銀行の混乱はまだ終わっていないという話を最近はしていますが、それはアメリカの銀行の預金の減少を見ても言えます。
ここでは今週発表された3月22日までの銀行の預金の変化を見ていきます。
この記事のポイント
- シリコンバレーバンクが破綻してからアメリカの銀行は大幅なペースで毎週預金が減っている。
- しかし、そもそも預金の減少は2022年第2四半期から続いている。これはFRBの金融引き締めが始まった時期。
- 銀行の混乱をもたらした預金流出の原因がFRBの金融引き締めなら、銀行の混乱はまだ続きうる。
大きな預金流出は続いている
シリコンバレーバンクは破綻までに「預金の減少→現金確保のための資産の売却を発表→取り付け騒ぎ」というステップをふみました。
預金が減少することは銀行にとって良くない動きなのですが、その流れは3月22日週になってもまだ変わっていないように見えます。
次のグラフはアメリカの銀行の預金額を表していますが、シリコンバレーバンクが破綻した週から大きな預金の流出は続いています。
預金が減るペースもかなり早いです。リーマンショックの頃には最高で1週間で1000億ドル規模の預金の流出が1度ありましたが、それを超える規模の預金減少が続いています。
現金が減るペースはわずかに小さくなっていますが、それでもまだ通常よりもずっと大きいです。これを見る限り、まだ異常な事態は続いているように見えます。
預金流出の原因は金融引き締め
預金の減少の規模が1000億ドルを超えるまで大きくなったのはシリコンバレーバンク破綻があってからですが、そもそもの預金減少が起こった根本の原因はFRBの金融引き締めにあります。
次のグラフは四半期ごとのアメリカの銀行の預金額の変化をみたものですが、四半期ペースで預金の減少は過去にほとんど見られない現象でした。
しかし、最近のアメリカでは2022年第2四半期からずっと預金の減少が続いています。
2022年第2四半期と言えば、FRBが本格的に金融引き締めを開始した時期です。
今回の引き締めは利上げも量的引き締めも歴史的なハイペースで進められたので、預金減少が発生したように思います。
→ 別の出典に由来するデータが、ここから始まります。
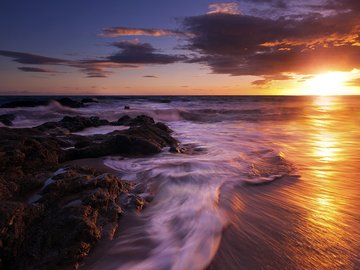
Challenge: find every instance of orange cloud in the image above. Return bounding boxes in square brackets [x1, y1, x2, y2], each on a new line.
[207, 3, 240, 14]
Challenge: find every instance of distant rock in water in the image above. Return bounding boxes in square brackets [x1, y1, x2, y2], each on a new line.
[81, 98, 99, 103]
[0, 100, 49, 108]
[0, 113, 16, 126]
[56, 97, 84, 108]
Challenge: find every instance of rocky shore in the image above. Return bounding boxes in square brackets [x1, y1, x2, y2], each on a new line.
[0, 115, 180, 269]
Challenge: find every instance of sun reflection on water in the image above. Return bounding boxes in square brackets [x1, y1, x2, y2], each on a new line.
[296, 96, 351, 269]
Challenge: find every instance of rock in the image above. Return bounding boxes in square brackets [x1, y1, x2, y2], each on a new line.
[130, 114, 155, 126]
[81, 98, 99, 103]
[0, 100, 49, 108]
[116, 115, 131, 126]
[0, 115, 178, 269]
[155, 122, 173, 133]
[113, 114, 155, 126]
[0, 128, 62, 200]
[0, 201, 43, 269]
[64, 118, 178, 160]
[0, 113, 16, 126]
[0, 167, 147, 269]
[36, 116, 109, 132]
[56, 97, 84, 108]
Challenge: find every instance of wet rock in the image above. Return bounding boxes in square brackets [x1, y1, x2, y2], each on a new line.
[65, 120, 178, 160]
[0, 201, 43, 269]
[36, 116, 109, 135]
[115, 114, 155, 126]
[155, 122, 173, 133]
[0, 100, 49, 108]
[56, 97, 84, 108]
[0, 128, 62, 200]
[81, 98, 99, 103]
[116, 115, 131, 126]
[0, 168, 147, 269]
[130, 114, 155, 126]
[0, 116, 178, 269]
[0, 113, 16, 126]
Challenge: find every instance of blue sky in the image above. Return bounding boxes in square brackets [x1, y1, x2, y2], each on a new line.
[0, 0, 360, 94]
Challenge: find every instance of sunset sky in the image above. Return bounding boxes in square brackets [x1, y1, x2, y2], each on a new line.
[0, 0, 360, 95]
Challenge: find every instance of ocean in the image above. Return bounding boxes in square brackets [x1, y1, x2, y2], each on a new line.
[0, 96, 360, 269]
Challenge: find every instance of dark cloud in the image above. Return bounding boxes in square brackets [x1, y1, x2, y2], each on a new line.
[0, 41, 181, 78]
[0, 50, 67, 65]
[183, 0, 360, 80]
[107, 41, 185, 64]
[100, 27, 186, 37]
[251, 74, 293, 86]
[18, 67, 55, 73]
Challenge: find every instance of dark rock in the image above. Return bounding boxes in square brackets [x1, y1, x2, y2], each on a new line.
[81, 98, 99, 103]
[0, 100, 49, 108]
[36, 116, 109, 132]
[56, 97, 84, 108]
[130, 114, 155, 126]
[0, 113, 16, 126]
[116, 115, 131, 126]
[0, 116, 178, 269]
[0, 128, 62, 200]
[64, 124, 178, 160]
[0, 168, 147, 269]
[155, 122, 173, 133]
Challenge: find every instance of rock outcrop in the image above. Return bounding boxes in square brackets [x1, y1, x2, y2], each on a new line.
[0, 115, 178, 269]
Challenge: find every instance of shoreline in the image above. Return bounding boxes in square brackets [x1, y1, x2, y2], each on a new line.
[0, 115, 178, 269]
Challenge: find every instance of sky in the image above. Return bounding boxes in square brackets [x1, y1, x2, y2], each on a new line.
[0, 0, 360, 95]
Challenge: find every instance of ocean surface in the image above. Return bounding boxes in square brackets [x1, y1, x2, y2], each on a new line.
[0, 96, 360, 270]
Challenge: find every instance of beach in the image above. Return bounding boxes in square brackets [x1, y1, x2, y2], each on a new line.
[0, 96, 360, 269]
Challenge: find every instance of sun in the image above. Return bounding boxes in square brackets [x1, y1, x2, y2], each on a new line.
[304, 72, 349, 96]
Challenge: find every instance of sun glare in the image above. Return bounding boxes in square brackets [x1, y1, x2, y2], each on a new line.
[305, 72, 349, 96]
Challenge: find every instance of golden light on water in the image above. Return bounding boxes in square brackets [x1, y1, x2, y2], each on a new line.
[304, 72, 349, 96]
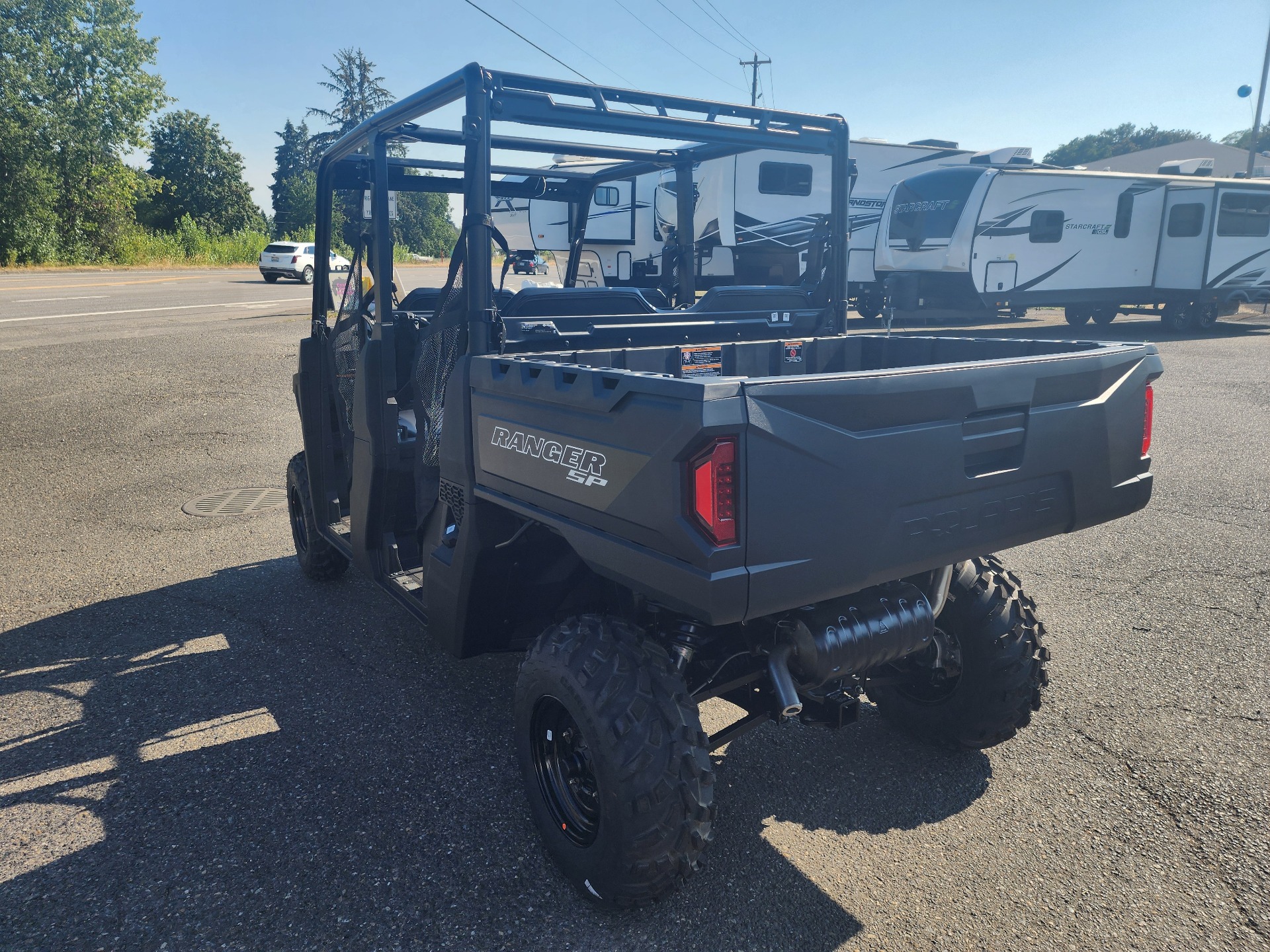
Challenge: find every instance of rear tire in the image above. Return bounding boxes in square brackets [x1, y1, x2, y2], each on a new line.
[1063, 307, 1089, 327]
[1160, 305, 1191, 334]
[865, 556, 1049, 749]
[287, 453, 348, 581]
[515, 614, 715, 908]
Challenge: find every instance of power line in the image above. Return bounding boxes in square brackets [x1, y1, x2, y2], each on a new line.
[657, 0, 736, 56]
[706, 0, 769, 56]
[612, 0, 745, 93]
[692, 0, 753, 54]
[464, 0, 599, 87]
[512, 0, 638, 89]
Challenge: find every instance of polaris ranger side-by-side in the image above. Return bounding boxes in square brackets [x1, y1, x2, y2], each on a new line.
[287, 65, 1162, 906]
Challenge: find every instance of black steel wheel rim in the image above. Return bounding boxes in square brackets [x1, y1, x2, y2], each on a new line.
[287, 486, 309, 555]
[530, 694, 599, 847]
[896, 628, 961, 705]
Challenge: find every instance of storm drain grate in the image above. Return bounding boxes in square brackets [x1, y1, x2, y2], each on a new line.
[181, 486, 287, 516]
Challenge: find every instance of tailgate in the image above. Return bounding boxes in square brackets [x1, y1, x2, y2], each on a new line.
[743, 344, 1162, 618]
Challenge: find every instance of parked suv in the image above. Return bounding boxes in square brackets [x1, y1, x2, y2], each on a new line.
[261, 241, 349, 284]
[512, 251, 548, 274]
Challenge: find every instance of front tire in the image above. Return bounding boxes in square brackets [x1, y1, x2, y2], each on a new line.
[1160, 305, 1191, 334]
[865, 556, 1049, 749]
[515, 614, 715, 908]
[287, 453, 348, 581]
[1063, 307, 1089, 327]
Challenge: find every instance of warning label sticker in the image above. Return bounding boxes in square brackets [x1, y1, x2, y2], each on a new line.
[679, 346, 722, 377]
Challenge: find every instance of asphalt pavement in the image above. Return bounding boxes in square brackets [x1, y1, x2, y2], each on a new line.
[0, 269, 1270, 952]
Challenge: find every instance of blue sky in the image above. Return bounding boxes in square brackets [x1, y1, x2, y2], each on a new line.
[136, 0, 1270, 210]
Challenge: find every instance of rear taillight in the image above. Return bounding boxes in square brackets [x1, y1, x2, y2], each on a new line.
[687, 436, 737, 546]
[1142, 383, 1156, 456]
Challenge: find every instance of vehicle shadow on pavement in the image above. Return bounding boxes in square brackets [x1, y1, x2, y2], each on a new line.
[0, 557, 991, 952]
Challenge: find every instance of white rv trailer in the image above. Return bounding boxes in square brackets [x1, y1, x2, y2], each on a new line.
[494, 138, 975, 309]
[874, 167, 1270, 330]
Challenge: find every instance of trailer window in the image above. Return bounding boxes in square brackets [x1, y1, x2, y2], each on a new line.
[758, 163, 812, 196]
[1111, 189, 1133, 237]
[1168, 202, 1204, 237]
[1216, 192, 1270, 237]
[1027, 211, 1067, 245]
[888, 167, 984, 251]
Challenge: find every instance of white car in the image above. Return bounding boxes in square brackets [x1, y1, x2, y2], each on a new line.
[261, 241, 349, 284]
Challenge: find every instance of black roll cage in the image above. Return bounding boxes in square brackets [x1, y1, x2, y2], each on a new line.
[311, 63, 851, 345]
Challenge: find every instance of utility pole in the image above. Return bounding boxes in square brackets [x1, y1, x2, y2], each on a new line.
[739, 52, 767, 114]
[1248, 17, 1270, 179]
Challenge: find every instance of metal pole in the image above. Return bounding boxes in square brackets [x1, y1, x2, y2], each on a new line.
[1248, 19, 1270, 179]
[675, 163, 697, 306]
[464, 63, 494, 354]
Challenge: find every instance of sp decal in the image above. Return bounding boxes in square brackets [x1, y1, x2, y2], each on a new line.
[490, 426, 609, 486]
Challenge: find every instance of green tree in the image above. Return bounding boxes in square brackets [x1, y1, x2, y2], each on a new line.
[273, 169, 318, 240]
[306, 47, 392, 149]
[0, 0, 167, 264]
[308, 48, 458, 257]
[1044, 122, 1208, 165]
[269, 119, 319, 236]
[145, 109, 264, 235]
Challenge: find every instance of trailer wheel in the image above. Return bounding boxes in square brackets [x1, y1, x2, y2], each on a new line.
[856, 294, 881, 321]
[515, 614, 715, 908]
[865, 556, 1049, 749]
[1160, 305, 1191, 333]
[287, 453, 348, 581]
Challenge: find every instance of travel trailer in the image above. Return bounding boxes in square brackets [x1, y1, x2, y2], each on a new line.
[874, 163, 1270, 330]
[494, 138, 975, 316]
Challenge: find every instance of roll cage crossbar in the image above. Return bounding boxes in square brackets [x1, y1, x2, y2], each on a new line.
[312, 63, 851, 354]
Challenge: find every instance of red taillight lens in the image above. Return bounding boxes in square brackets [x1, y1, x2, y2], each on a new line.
[689, 436, 737, 546]
[1142, 383, 1156, 456]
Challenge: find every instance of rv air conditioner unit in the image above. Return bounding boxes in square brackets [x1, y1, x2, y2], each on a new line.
[970, 149, 1033, 165]
[1160, 159, 1213, 175]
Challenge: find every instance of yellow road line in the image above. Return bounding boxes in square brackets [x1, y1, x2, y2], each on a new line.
[0, 274, 218, 291]
[0, 297, 312, 324]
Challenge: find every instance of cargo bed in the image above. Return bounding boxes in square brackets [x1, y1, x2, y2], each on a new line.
[470, 335, 1162, 625]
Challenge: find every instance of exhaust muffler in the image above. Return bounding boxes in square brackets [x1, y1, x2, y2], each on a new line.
[767, 581, 935, 717]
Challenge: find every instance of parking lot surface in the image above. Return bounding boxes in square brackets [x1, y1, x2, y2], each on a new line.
[0, 269, 1270, 952]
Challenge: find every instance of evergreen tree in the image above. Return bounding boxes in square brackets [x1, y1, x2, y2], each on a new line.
[145, 109, 264, 235]
[304, 48, 458, 257]
[269, 119, 319, 237]
[306, 47, 392, 149]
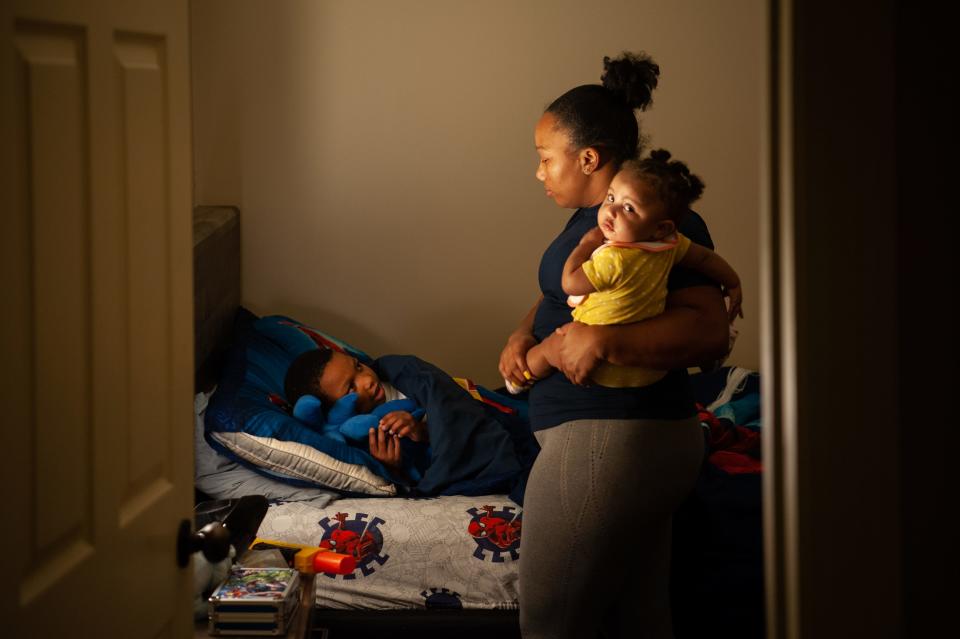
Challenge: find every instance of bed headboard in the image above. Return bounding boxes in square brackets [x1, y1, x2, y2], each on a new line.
[193, 206, 240, 390]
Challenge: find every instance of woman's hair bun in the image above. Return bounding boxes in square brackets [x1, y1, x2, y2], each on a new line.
[600, 51, 660, 111]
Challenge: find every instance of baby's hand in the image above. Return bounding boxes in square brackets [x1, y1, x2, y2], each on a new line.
[580, 226, 606, 248]
[723, 285, 743, 324]
[380, 410, 427, 442]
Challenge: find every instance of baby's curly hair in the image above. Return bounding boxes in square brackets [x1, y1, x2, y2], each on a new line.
[621, 149, 704, 224]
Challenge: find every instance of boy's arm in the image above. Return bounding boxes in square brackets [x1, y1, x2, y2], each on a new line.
[678, 243, 743, 322]
[560, 226, 603, 295]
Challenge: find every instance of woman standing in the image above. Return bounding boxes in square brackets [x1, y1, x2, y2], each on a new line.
[500, 53, 728, 639]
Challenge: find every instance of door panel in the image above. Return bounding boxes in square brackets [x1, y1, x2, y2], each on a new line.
[0, 0, 193, 637]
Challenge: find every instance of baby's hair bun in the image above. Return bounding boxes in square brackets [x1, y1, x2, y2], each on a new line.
[640, 149, 704, 207]
[600, 51, 660, 111]
[650, 149, 670, 164]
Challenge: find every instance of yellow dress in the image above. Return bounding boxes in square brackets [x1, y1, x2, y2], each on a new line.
[571, 233, 690, 388]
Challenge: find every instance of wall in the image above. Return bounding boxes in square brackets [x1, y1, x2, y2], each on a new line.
[192, 0, 766, 385]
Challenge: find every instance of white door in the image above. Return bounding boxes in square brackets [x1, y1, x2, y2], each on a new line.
[0, 0, 193, 638]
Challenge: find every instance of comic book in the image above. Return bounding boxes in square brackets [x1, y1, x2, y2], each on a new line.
[208, 566, 300, 635]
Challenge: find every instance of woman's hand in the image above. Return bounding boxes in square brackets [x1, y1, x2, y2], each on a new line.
[555, 322, 604, 386]
[723, 285, 743, 324]
[368, 428, 403, 471]
[380, 410, 428, 442]
[499, 331, 537, 387]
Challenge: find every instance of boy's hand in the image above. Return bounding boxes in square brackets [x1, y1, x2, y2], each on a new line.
[380, 410, 427, 442]
[723, 285, 743, 324]
[368, 428, 403, 471]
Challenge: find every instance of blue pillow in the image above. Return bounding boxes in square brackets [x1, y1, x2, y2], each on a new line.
[205, 309, 397, 496]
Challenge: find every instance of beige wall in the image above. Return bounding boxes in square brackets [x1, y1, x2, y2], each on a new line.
[191, 0, 766, 385]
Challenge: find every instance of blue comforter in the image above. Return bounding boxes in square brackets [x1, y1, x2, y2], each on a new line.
[374, 355, 539, 505]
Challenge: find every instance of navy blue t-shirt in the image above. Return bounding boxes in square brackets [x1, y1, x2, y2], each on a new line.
[530, 205, 717, 430]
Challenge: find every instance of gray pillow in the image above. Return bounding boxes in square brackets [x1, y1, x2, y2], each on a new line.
[193, 391, 340, 508]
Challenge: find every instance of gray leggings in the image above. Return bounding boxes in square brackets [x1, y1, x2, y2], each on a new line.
[519, 418, 703, 639]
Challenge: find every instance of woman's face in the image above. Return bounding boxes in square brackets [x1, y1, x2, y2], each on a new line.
[533, 112, 594, 209]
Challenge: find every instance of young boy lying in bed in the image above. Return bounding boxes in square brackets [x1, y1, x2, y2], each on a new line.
[283, 348, 429, 474]
[284, 348, 538, 504]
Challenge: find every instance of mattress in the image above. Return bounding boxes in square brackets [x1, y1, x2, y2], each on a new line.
[258, 495, 522, 610]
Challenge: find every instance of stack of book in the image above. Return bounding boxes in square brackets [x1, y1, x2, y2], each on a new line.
[207, 566, 300, 635]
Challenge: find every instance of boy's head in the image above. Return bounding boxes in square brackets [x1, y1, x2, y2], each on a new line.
[597, 149, 703, 242]
[283, 348, 385, 413]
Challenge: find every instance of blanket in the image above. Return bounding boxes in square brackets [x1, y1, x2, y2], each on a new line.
[374, 355, 539, 505]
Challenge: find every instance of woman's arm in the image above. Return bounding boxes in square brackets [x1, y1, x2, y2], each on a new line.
[557, 286, 729, 384]
[499, 295, 543, 386]
[679, 244, 743, 322]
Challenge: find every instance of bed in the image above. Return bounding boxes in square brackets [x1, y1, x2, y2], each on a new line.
[194, 207, 763, 639]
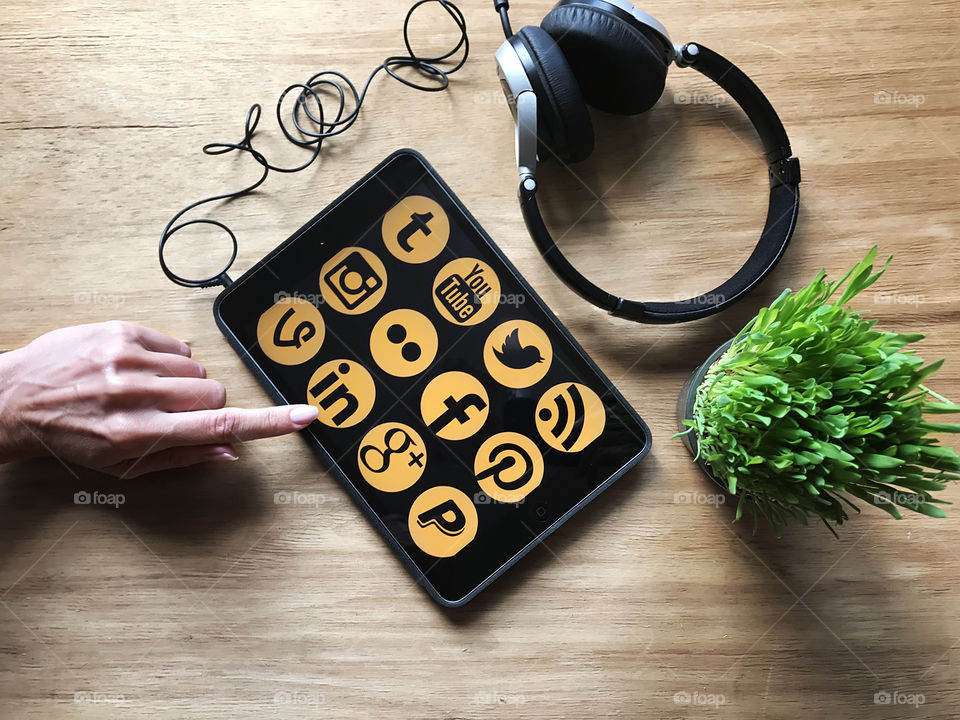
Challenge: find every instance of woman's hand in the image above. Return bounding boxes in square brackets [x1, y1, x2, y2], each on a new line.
[0, 321, 317, 477]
となると、シリコンバレーバンクの破綻後に打ち出した銀行の救済策で一時的に市場が落ち着いたように見えても、インフレ退治の金融引き締めが続いているかぎり銀行の破綻が発生しうる状況には変わりないことがわかります。
かつてサブプライムローン問題が発生した時には、ベア・スターンズの救済からリーマン・ブラザーズ破綻まで半年の時間がありました。
なので、数ヶ月から半年くらいの平穏な日々が続いて投資家の気持ちが緩んだ頃に、銀行の破綻がまた起こる可能性もあります。
また、銀行は破綻しないように企業への貸出しを厳しく審査するようになることを考えると、資金力のない企業の倒産のほうが先にやってくるかも知れません。
いずれにしろ、FRBの引き締めが続くかぎりは経済は良くない状況がまだ続くはずです。